# 🎓 Reproducing **TextNeRF: A Novel Scene-Text Image Synthesis Method based on Neural Radiance Fields**  Paper

Welcome to this **step-by-step guide** for **reproducing the results** of the paper **"TextNeRF: A Novel Scene-Text Image Synthesis Method based on Neural Radiance Fields"**! This guide will walk through the process of setting up, running, and verifying the paper's experiments.  

## 🔹 Steps to Reproduce:  
1. **Clone the repository** – Download the official code and set up the project.  
2. **Set up the environment** – Install dependencies and configure necessary settings.  
3. **Download and preprocess datasets** – Retrieve validation datasets and process them correctly.  
4. **Run experiments and reproduce results** – Validate key figures or tables from the paper.  

Let's get started and replicate the findings! 🚀  

## Summary of the paper:
The paper **"TextNeRF: A Novel Scene-Text Image Synthesis Method based on Neural Radiance Fields"** introduces TextNeRF, a method for generating realistic scene-text images using Neural Radiance Fields (NeRF) to enhance the performance of scene text detectors. By reconstructing real-world scenes and enabling multi-view image synthesis, TextNeRF creates diverse, photo-realistic datasets with detailed annotations, including 3D pose information for text regions. The method employs a semi-supervised learning framework to ensure consistent labeling across different viewpoints and allows precise control over text placement and editing through advanced geometric modeling. Experimental results demonstrate that models trained with TextNeRF-generated data outperform those trained on traditional synthetic datasets like SynthText3D and UnrealText, achieving higher recall and F-scores on benchmarks such as ICDAR2013, ICDAR2015, and MLT2017. Additionally, TextNeRF improves robustness to perspective variations, contributing a novel dataset with 3D pose attributes, thus offering a significant advancement in scene-text image synthesis and detection.


## Challenges Encountered: 

1. The git Readme was not helpful at all.

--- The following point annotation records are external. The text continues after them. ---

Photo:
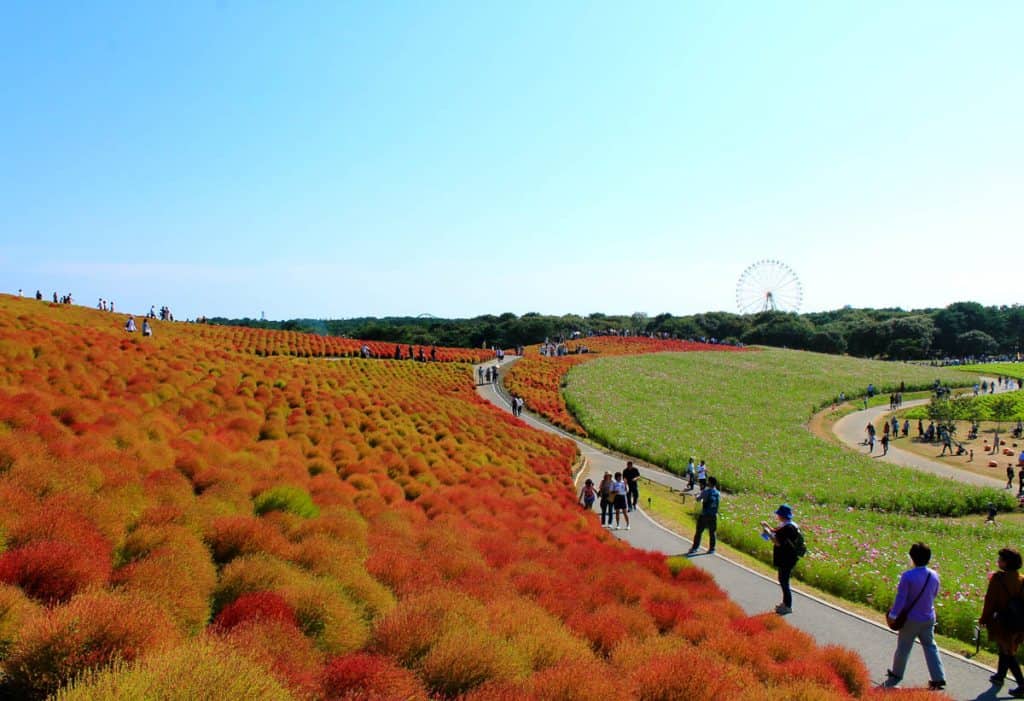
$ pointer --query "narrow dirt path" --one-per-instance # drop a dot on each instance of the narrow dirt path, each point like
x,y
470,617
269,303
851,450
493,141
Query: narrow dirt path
x,y
828,624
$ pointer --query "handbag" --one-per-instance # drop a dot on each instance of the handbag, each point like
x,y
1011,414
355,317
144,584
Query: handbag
x,y
900,620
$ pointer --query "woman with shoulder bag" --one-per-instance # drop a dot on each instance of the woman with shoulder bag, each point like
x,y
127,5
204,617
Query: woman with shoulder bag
x,y
1003,586
912,614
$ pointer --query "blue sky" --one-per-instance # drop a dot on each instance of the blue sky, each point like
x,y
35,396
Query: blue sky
x,y
336,159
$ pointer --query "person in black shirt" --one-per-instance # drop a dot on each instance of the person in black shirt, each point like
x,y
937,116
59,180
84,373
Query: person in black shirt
x,y
632,477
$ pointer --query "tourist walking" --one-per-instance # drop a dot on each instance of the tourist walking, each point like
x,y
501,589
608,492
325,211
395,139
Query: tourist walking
x,y
787,548
915,605
708,520
619,490
632,477
1004,585
604,494
588,494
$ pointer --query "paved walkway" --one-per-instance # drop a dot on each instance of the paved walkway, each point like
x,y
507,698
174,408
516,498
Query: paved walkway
x,y
757,593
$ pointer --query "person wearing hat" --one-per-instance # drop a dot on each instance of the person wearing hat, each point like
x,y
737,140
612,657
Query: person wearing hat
x,y
783,556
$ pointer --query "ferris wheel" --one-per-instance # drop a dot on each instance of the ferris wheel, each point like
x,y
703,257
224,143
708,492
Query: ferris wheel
x,y
768,286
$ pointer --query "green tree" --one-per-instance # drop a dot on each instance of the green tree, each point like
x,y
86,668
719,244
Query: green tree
x,y
976,343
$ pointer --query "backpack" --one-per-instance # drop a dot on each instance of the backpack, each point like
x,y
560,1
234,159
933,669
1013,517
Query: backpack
x,y
1011,618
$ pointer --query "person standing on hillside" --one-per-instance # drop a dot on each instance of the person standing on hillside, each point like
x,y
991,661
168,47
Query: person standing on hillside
x,y
632,477
915,599
1005,584
708,520
604,493
787,548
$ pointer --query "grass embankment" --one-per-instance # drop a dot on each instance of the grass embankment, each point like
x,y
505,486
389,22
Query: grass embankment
x,y
745,412
991,369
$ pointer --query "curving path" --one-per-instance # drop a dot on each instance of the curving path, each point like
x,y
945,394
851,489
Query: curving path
x,y
756,593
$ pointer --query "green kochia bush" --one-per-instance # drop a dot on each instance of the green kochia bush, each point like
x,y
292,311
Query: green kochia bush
x,y
288,498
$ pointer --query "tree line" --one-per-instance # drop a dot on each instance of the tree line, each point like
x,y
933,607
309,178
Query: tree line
x,y
961,330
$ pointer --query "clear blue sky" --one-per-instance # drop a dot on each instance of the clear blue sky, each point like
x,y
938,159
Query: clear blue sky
x,y
339,159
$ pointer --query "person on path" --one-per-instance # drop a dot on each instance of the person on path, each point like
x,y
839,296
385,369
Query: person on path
x,y
632,477
708,520
915,595
604,493
785,538
588,494
1003,585
619,490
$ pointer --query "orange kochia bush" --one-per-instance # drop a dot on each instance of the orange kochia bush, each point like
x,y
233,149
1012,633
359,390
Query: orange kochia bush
x,y
539,379
420,542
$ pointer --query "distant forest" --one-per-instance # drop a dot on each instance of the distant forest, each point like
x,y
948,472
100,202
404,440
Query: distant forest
x,y
962,330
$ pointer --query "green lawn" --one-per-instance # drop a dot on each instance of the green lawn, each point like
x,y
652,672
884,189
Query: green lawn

Because they copied the content of the readme from https://github.com/kwea123/ngp_pl/blob/master/README.md. But nowhere they mentioned about it.

2. As dependency they just mentioned apex, tinycudann, torch-scatter. But they forgot to mention the exact version they used. So it was lots of trial and error step to figure out actual compatible version.

3. For apex package it was not even possible to resolve from pipy or conda-forge for the specfic version we needed.
So we had to built it from source. 

      ![apex-source.png](attachment:apex-source.png)

But for that we needed nvcc for cuda 11.3, fau remote machines had nvcc for cuda 12.3. So we had to install and use cuda 11.3 and nvcc 11.3 to build apex version 22.03 from source by using some commands.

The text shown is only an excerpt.